15 Dec / The Strange Library by Haruki Murakami, translated by Ted Goossen [in Library Journal]
*STARRED REVIEW
Debuting mere months after his latest instant bestseller, Colorless Tsukuru Tazaki and His Years of Pilgrimage, this fable is a surprise addition to Murakami’s addictive oeuvre. After returning his library books, a boy is sent to Room 107 in search of other titles. There he’s trapped by a bald old librarian, guarded by a Sheep Man, fed by a voiceless girl, and forced to memorize “three fat books” about the Ottoman tax system for insidious purposes. How will the boy get home to his mother (and pet starling) in time for dinner?

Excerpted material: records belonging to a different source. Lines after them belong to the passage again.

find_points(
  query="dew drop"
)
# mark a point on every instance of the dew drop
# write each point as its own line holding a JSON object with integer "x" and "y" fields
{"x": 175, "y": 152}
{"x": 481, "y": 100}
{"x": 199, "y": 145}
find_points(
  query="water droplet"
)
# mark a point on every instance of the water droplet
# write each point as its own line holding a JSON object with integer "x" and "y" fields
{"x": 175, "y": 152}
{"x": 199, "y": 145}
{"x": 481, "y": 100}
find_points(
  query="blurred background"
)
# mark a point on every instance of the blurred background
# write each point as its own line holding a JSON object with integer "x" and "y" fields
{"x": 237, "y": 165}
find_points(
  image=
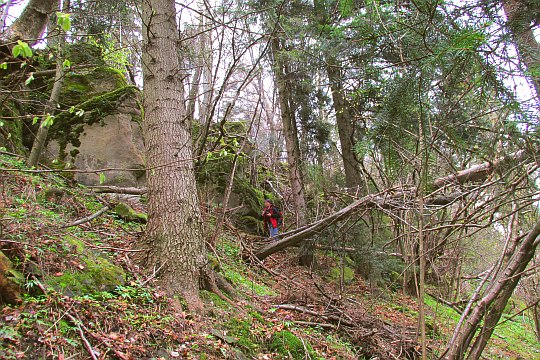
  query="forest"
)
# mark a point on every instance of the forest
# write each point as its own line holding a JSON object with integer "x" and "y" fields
{"x": 397, "y": 143}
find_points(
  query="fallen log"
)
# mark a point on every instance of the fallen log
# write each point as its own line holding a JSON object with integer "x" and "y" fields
{"x": 480, "y": 171}
{"x": 394, "y": 199}
{"x": 377, "y": 201}
{"x": 102, "y": 189}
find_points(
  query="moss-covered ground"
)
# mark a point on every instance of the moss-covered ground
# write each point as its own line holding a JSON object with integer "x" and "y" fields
{"x": 80, "y": 290}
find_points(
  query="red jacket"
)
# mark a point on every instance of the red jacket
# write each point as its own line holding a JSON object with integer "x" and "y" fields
{"x": 271, "y": 215}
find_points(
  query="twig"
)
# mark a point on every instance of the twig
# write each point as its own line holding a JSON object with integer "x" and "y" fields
{"x": 315, "y": 324}
{"x": 337, "y": 319}
{"x": 81, "y": 334}
{"x": 88, "y": 218}
{"x": 75, "y": 322}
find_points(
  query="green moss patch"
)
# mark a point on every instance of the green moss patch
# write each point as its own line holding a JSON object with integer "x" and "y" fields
{"x": 348, "y": 274}
{"x": 289, "y": 345}
{"x": 127, "y": 213}
{"x": 93, "y": 274}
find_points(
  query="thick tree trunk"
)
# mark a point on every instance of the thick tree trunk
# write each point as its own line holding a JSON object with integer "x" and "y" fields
{"x": 174, "y": 235}
{"x": 489, "y": 309}
{"x": 474, "y": 173}
{"x": 56, "y": 41}
{"x": 290, "y": 133}
{"x": 344, "y": 121}
{"x": 520, "y": 19}
{"x": 30, "y": 25}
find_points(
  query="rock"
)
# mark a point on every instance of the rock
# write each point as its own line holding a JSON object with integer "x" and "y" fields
{"x": 127, "y": 213}
{"x": 95, "y": 273}
{"x": 286, "y": 343}
{"x": 10, "y": 281}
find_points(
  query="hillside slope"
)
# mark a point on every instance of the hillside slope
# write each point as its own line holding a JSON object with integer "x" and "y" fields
{"x": 82, "y": 297}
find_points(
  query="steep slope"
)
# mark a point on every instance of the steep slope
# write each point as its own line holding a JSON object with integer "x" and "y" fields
{"x": 82, "y": 297}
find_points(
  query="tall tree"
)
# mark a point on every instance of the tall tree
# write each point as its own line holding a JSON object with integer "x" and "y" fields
{"x": 173, "y": 241}
{"x": 522, "y": 15}
{"x": 56, "y": 39}
{"x": 290, "y": 132}
{"x": 31, "y": 23}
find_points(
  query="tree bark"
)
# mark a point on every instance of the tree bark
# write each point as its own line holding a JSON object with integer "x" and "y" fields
{"x": 56, "y": 42}
{"x": 520, "y": 25}
{"x": 344, "y": 121}
{"x": 290, "y": 133}
{"x": 475, "y": 173}
{"x": 174, "y": 234}
{"x": 30, "y": 25}
{"x": 490, "y": 307}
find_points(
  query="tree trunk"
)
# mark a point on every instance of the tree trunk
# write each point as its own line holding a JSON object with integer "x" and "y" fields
{"x": 344, "y": 121}
{"x": 290, "y": 133}
{"x": 490, "y": 307}
{"x": 31, "y": 23}
{"x": 56, "y": 41}
{"x": 174, "y": 234}
{"x": 395, "y": 201}
{"x": 519, "y": 22}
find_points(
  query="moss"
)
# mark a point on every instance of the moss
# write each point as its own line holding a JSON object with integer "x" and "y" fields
{"x": 241, "y": 330}
{"x": 10, "y": 281}
{"x": 11, "y": 129}
{"x": 127, "y": 213}
{"x": 289, "y": 345}
{"x": 213, "y": 299}
{"x": 237, "y": 279}
{"x": 68, "y": 126}
{"x": 95, "y": 274}
{"x": 348, "y": 274}
{"x": 84, "y": 53}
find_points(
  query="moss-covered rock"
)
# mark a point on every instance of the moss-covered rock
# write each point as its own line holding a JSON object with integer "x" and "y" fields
{"x": 10, "y": 281}
{"x": 95, "y": 273}
{"x": 348, "y": 274}
{"x": 69, "y": 125}
{"x": 11, "y": 128}
{"x": 290, "y": 346}
{"x": 127, "y": 213}
{"x": 81, "y": 86}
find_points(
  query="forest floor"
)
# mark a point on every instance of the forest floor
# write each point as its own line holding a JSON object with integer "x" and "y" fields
{"x": 74, "y": 305}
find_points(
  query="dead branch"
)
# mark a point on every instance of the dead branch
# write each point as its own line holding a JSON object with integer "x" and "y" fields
{"x": 480, "y": 171}
{"x": 102, "y": 189}
{"x": 88, "y": 218}
{"x": 337, "y": 319}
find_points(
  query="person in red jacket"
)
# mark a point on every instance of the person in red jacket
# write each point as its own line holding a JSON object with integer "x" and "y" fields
{"x": 272, "y": 218}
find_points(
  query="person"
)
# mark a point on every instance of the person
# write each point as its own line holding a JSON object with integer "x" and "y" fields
{"x": 272, "y": 217}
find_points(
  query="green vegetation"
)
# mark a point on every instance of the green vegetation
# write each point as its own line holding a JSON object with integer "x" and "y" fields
{"x": 290, "y": 346}
{"x": 127, "y": 213}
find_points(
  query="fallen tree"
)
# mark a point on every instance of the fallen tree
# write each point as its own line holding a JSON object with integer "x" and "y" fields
{"x": 487, "y": 312}
{"x": 384, "y": 201}
{"x": 396, "y": 199}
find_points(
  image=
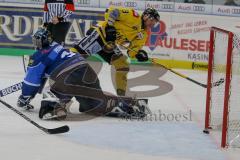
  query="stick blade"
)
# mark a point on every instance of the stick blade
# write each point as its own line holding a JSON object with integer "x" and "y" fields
{"x": 62, "y": 129}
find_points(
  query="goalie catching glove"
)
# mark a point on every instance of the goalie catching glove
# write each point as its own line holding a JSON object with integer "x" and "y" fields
{"x": 111, "y": 33}
{"x": 142, "y": 56}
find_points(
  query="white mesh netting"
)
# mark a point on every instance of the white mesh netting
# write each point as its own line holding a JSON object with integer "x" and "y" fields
{"x": 217, "y": 93}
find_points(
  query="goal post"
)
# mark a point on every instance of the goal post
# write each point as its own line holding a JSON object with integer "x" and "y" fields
{"x": 223, "y": 101}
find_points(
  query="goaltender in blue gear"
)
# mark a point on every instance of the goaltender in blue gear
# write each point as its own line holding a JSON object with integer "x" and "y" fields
{"x": 69, "y": 76}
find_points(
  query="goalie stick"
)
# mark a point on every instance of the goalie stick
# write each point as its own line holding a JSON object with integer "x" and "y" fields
{"x": 57, "y": 130}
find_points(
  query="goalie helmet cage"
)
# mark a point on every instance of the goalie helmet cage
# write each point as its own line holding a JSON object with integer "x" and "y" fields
{"x": 223, "y": 101}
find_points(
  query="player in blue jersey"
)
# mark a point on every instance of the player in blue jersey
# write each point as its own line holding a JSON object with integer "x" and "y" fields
{"x": 69, "y": 76}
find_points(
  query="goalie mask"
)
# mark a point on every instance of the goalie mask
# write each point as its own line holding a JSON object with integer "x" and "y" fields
{"x": 41, "y": 38}
{"x": 152, "y": 14}
{"x": 150, "y": 17}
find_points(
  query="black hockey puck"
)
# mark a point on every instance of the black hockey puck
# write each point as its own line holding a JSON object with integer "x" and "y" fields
{"x": 206, "y": 131}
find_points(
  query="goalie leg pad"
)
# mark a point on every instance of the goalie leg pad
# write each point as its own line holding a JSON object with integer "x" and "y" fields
{"x": 51, "y": 110}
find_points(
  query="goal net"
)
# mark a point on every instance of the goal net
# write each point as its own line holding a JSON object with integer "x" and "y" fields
{"x": 223, "y": 101}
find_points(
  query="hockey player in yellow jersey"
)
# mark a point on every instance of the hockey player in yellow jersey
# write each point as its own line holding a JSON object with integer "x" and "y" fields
{"x": 122, "y": 27}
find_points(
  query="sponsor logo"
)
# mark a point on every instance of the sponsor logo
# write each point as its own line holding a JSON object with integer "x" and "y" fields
{"x": 130, "y": 4}
{"x": 236, "y": 11}
{"x": 11, "y": 89}
{"x": 197, "y": 65}
{"x": 82, "y": 2}
{"x": 85, "y": 43}
{"x": 199, "y": 8}
{"x": 197, "y": 57}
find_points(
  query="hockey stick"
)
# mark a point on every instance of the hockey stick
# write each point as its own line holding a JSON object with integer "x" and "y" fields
{"x": 214, "y": 84}
{"x": 57, "y": 130}
{"x": 11, "y": 89}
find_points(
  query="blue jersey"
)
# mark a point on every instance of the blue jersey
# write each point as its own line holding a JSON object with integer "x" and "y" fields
{"x": 42, "y": 63}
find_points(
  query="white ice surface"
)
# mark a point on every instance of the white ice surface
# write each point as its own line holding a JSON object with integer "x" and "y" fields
{"x": 108, "y": 138}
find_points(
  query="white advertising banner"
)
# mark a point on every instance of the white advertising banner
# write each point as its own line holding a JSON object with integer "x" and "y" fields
{"x": 226, "y": 10}
{"x": 193, "y": 8}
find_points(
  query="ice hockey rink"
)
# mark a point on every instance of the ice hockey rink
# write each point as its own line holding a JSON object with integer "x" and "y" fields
{"x": 110, "y": 138}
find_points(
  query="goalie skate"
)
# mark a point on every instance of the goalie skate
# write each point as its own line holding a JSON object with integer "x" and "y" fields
{"x": 138, "y": 108}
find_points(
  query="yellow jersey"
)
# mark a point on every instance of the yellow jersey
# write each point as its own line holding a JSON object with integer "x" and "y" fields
{"x": 128, "y": 24}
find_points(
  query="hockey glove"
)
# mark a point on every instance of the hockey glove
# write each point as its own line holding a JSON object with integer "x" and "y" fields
{"x": 111, "y": 33}
{"x": 23, "y": 102}
{"x": 142, "y": 56}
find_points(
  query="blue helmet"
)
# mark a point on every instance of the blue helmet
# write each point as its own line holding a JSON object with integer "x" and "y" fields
{"x": 41, "y": 38}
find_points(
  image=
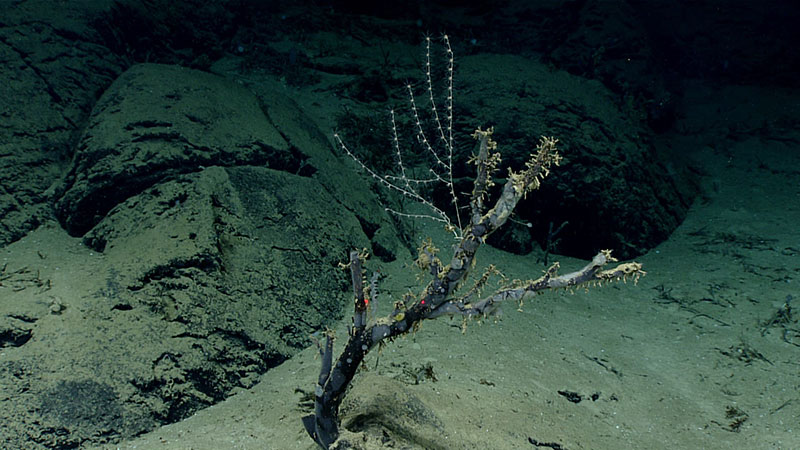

Verdict: Strange Library is just 96 pages, 32 of which are designer Chip Kidd-created-and-curated illustrations – intriguing, mysterious, untranslated (hints: that’s “Meiji Milk Chocolate” in chapter 13, an upside-down labeled planet zoom-out in chapter 17). New audiences could read this as just another provocative, surreal tale, but Murakami fans will obsessively catalog the many multi-layered references to previous titles, from the obvious Sheep Man (Trilogy of the Rat), labyrinthine other worlds (Hard-Boiled Wonderland and the End of the World), silently communicative women (After Dark) to, of course, librarians (Kafka on the Shore), plus much more. A mesmerizing Strange Library indeed.